# Are FAITH and REPENTANCE Fruits of the Holy Spirit?



## InSlaveryToChrist (Jan 12, 2012)

"But the fruit of the Spirit is love, joy, peace, forbearance, kindness, goodness, *faithfulness*, gentleness and self-control. Against such things there is no law." (Gal. 5:22-23)

Does "faithfulness" here mean faith or simply obedience to God's law? Obviously, in many places of the Bible this is the case with the term "faithfulness."

Also, why is not _humility_/_repentance_ a fruit of the Spirit (at least, according to the text in question)?


----------



## J. Dean (Jan 12, 2012)

If you mean as a by-product/result of the regenerative work of the Holy Spirit, yes.


----------



## rookie (Jan 12, 2012)

Based on the context of the chapter, I am leaning that these are behaviors toward our Christian community and others. Humlity and repentance would lean more toward God. Not sure what to put about the "faithfulness" part. I am sure I will be corrected by others if I am off base, I cant' wait to see what else is posted


----------



## moral necessity (Jan 12, 2012)

InSlaveryToChrist said:


> Does "faithfulness" here mean faith or simply obedience to God's law? Obviously, in many places of the Bible this is the case with the term "faithfulness."
> 
> Also, why is not _humility_/_repentance_ a fruit of the Spirit (at least, according to the text in question)?



a.) If they are not fruits of the Holy Spirit, then they are productions of ourselves, and we are now credited with a degree of righteousness and ability to appropriate Christ.

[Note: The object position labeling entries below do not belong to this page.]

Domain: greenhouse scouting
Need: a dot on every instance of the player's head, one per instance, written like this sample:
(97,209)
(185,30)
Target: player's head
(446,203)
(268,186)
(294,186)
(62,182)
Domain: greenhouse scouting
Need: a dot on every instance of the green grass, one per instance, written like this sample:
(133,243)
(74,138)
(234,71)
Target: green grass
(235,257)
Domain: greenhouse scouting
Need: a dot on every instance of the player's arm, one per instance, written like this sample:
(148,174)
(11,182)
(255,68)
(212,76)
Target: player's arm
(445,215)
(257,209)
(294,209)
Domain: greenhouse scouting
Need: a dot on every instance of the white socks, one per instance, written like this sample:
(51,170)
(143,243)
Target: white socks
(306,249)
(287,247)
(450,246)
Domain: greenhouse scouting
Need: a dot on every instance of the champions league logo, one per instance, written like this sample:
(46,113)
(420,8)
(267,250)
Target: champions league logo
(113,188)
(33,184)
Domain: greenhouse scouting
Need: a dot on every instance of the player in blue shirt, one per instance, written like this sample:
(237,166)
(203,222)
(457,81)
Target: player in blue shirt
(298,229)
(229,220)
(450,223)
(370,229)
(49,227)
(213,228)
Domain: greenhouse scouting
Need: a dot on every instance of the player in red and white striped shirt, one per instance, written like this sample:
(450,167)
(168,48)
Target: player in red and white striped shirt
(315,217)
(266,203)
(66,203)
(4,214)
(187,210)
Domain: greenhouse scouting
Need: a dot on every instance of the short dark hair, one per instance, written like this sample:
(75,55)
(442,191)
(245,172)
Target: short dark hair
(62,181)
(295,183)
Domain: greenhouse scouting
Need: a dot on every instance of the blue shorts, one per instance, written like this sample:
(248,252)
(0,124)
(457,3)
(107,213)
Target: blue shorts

b.) We must be careful with equating faithfulness and obedience. Obedient people can be people who are not faithful, but faithful people will often be obedient. Faithful means to be full of faith.

c.) humility and repentance are not in the list, because the list is not exhaustive. Repentance (in the broad sense, as the Reformers commonly used it) encompasses the entire renewal of man from the corruption of sin, and would include humility and all the other fruits.

Blessings!


----------



## toddpedlar (Jan 12, 2012)

It's also important to note (beyond the fact that this is not an exhaustive list) that these are not "fruits" but "fruit". The words are descriptive of the singular fruit of the Holy Spirit, not different varieties of fruit...


----------



## jwithnell (Jan 12, 2012)

Someone with a better grasp on the Greek could answer this: does the original contain the idea of being steadfast?


----------



## Peairtach (Jan 12, 2012)

I think our Apostle's list of fruit is what flows fom regeneration and initial and ongoing saving faith and repentance. Regeneration and initial and ongoing saving faith and repentance are assumed as the basis for fruit production.


----------



## InSlaveryToChrist (Jan 12, 2012)

toddpedlar said:


> It's also important to note (beyond the fact that this is not an exhaustive list) that these are not "fruits" but "fruit". The words are descriptive of the singular fruit of the Holy Spirit, not different varieties of fruit...



That's an excellent point! Thanks for pointing out!

---------- Post added at 10:43 AM ---------- Previous post was at 10:41 AM ----------




moral necessity said:


> Repentance (in the broad sense, as the Reformers commonly used it) encompasses the entire renewal of man from the corruption of sin, and would include humility and all the other fruits.



Good point!


----------



## Jack K (Jan 12, 2012)

jwithnell said:


> Someone with a better grasp on the Greek could answer this: does the original contain the idea of being steadfast?



This was my question. I've always assumed it was about being steadfast. Looking it up just now, I see the word here (pistis) has the same root as the word used elsewhere in Galatians and other parts of the Bible to mean saving faith. But saving faith doesn't seem to fit the context here, and I've heard that this word can have a broad range of meaning. We do need someone who knows their Greek to weigh in.


----------